CREATE TABLE my_external_schema.lineitem (l_item_id int, l_ship_date varchar, ... ) USING ICEBERG LOCATION ... PARTITIONED BY l_ship_date; INSERT INTO my_external_schema.lineitem VALUES (10099, '20251231', ...);

And when we run below update query:

UPDATE my_external_schema.lineitem SET l_ship_date = '20260101' WHERE l_item_id = 10099;

we will move this row with l_item_id 10099 from partition 20251231 to new partition 20260101.
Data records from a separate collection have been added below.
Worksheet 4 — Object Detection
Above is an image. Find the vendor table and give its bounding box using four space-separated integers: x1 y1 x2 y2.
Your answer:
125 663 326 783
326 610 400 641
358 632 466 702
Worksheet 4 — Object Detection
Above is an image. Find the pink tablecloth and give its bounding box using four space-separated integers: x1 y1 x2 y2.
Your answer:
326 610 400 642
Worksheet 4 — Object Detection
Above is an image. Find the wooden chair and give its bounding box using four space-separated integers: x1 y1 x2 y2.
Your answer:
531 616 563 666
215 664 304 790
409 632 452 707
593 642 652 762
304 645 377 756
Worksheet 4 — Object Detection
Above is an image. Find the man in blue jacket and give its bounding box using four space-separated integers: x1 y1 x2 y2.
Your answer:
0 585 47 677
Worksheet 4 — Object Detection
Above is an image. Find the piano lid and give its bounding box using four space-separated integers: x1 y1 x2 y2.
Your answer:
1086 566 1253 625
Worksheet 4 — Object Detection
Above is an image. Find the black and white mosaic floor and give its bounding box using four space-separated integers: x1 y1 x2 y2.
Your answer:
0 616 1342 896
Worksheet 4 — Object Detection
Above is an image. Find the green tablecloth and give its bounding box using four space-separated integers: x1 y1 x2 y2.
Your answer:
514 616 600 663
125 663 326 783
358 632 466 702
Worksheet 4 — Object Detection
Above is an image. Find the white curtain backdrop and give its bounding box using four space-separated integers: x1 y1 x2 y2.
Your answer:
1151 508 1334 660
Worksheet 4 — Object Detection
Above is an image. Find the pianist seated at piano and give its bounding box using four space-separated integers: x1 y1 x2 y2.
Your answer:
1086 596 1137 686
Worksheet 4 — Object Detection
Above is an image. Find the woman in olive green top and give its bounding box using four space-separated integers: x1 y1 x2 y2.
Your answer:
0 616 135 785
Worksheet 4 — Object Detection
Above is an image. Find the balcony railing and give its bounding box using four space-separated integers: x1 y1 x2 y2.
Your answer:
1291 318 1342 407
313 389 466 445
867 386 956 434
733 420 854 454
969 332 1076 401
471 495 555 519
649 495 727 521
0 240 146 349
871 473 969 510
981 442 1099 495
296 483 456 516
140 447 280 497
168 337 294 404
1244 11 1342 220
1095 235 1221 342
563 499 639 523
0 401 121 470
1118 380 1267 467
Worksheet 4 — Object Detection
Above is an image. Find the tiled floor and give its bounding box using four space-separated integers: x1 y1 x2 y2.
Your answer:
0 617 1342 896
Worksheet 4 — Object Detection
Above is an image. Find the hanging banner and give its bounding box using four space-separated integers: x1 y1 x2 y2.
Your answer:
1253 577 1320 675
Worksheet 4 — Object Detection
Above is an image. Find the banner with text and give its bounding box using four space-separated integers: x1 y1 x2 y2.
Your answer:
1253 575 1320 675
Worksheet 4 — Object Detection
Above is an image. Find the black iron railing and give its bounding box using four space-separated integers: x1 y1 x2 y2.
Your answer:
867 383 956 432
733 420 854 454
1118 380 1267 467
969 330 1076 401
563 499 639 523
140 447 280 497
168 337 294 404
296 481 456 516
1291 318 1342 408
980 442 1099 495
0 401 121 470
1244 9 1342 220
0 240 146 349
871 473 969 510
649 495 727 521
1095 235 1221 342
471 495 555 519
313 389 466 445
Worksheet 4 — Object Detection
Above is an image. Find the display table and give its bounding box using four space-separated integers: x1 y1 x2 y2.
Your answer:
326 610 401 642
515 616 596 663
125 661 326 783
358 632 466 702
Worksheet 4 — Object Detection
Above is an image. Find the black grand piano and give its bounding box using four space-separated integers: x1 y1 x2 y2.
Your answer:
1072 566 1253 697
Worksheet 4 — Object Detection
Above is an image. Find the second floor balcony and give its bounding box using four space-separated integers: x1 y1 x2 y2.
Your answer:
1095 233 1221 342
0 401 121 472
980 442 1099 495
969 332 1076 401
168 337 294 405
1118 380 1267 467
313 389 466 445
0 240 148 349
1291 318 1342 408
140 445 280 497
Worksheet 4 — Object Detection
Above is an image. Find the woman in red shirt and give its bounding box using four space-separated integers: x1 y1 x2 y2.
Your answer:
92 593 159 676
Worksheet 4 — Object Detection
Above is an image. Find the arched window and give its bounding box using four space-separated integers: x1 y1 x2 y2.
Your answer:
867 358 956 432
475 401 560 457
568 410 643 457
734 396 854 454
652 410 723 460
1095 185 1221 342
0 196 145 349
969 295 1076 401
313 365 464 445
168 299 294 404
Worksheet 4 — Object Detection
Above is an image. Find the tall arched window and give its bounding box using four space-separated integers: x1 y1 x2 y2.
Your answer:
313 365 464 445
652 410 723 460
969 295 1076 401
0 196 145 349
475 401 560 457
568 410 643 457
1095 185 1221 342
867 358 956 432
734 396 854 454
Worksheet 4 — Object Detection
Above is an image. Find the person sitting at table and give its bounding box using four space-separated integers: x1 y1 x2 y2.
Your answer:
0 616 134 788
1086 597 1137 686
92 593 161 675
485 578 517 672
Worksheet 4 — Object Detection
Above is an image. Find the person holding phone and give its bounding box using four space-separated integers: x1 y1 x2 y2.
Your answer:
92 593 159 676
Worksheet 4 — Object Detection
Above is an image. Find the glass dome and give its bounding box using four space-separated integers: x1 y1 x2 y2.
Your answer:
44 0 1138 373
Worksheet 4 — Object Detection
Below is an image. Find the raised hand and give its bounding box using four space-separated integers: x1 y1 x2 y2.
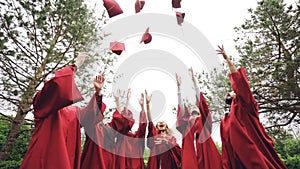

It's also important to note that it's possible UPDATE has multiple candidate values. Consider below query:

CREATE TABLE my_ext_schema.t1(x1 int, y1 int) USING ICEBERG LOCATION ...; CREATE TABLE my_ext_schema.t2(x2 int, y2 int) USING ICEBERG LOCATION ...; INSERT INTO my_ext_schema.t1 VALUES (1,10), (2,20), (3,30); INSERT INTO my_ext_schema.t2 VALUES (2,40), (2,50); UPDATE my_ext_schema.t1 SET y1=y2 FROM my_ext_schema.t2 WHERE x1=x2;

In this case, y1 can be 40 or 50. The result is nondeterministic. You can set the configuration parameter error_on_nondeterministic_update to true to force query error when such case happens. This is consistent with the existing RMS table UPDATE behavior. For more, refer to error_on_nondeterministic_update.

MERGE

The MERGE query conditionally merges rows from a source table into a target table. It shares the same MERGE query syntax as the existing RMS table:

MERGE INTO target_iceberg_table USING source_table [ [ AS ] alias ] ON match_condition [ WHEN MATCHED THEN { UPDATE SET col_name = { expr } [,...] | DELETE } WHEN NOT MATCHED THEN INSERT [ ( col_name [,...] ) ] VALUES ( { expr } [, ...] ) | REMOVE DUPLICATES ]

You can also use three-part notation for S3 table buckets:

MERGE INTO "<table_bucket_name>@s3tablescatalog".<database_name>.<table_name> USING source_table [ [ AS ] alias ] ON match_condition [ WHEN MATCHED THEN { UPDATE SET col_name = { expr } [,...] | DELETE } WHEN NOT MATCHED THEN INSERT [ ( col_name [,...] ) ] VALUES ( { expr } [, ...] ) | REMOVE DUPLICATES ]

The target_iceberg_table can be referenced using the <external_schema>.<external_table_name> form, or use the 3-part notation for auto mounted catalog. See Referencing Iceberg tables in Amazon Redshift.

The source_table can be either an Iceberg table or a Amazon Redshift RMS table.

When REMOVE DUPLICATES is used, the MERGE command uses simplified mode. For more details about simplified mode, please refer to the original MERGE command document.

While executing MERGE query, Amazon Redshift generates and stores intermediate data files in the target table location. These files will be garbage collected at the end of the query. Because of this, MERGE query would require DELETE permission on Amazon S3 bucket in order to work properly. An insufficient permission error would throw if the garbage collection operation is failed. For Amazon S3 tables the garbage collection is managed by Amazon S3 tables service. Hence DELETE permission is not required to execute MERGE query.

DROP TABLE

To remove an Iceberg table from the catalog, use the DROP TABLE command:

DROP TABLE <external_schema>.<table_name>

You can also use three-part notation with auto-mounted catalogs:

DROP TABLE "<catalog_name>".<database_name>.<table_name>

Dropping an Iceberg table is a metadata only operation. It removes the table entry from AWS Glue Data Catalog and Amazon S3 table catalog, if this is an Amazon S3 table. Amazon Redshift doesn't clean up or delete any existing data file or metadata files under the table location. You can use features in AWS Glue and Amazon S3 tables to remove orphaned files. For AWS Glue, see Deleting orphan files. For Amazon S3 tables, see Table maintenance.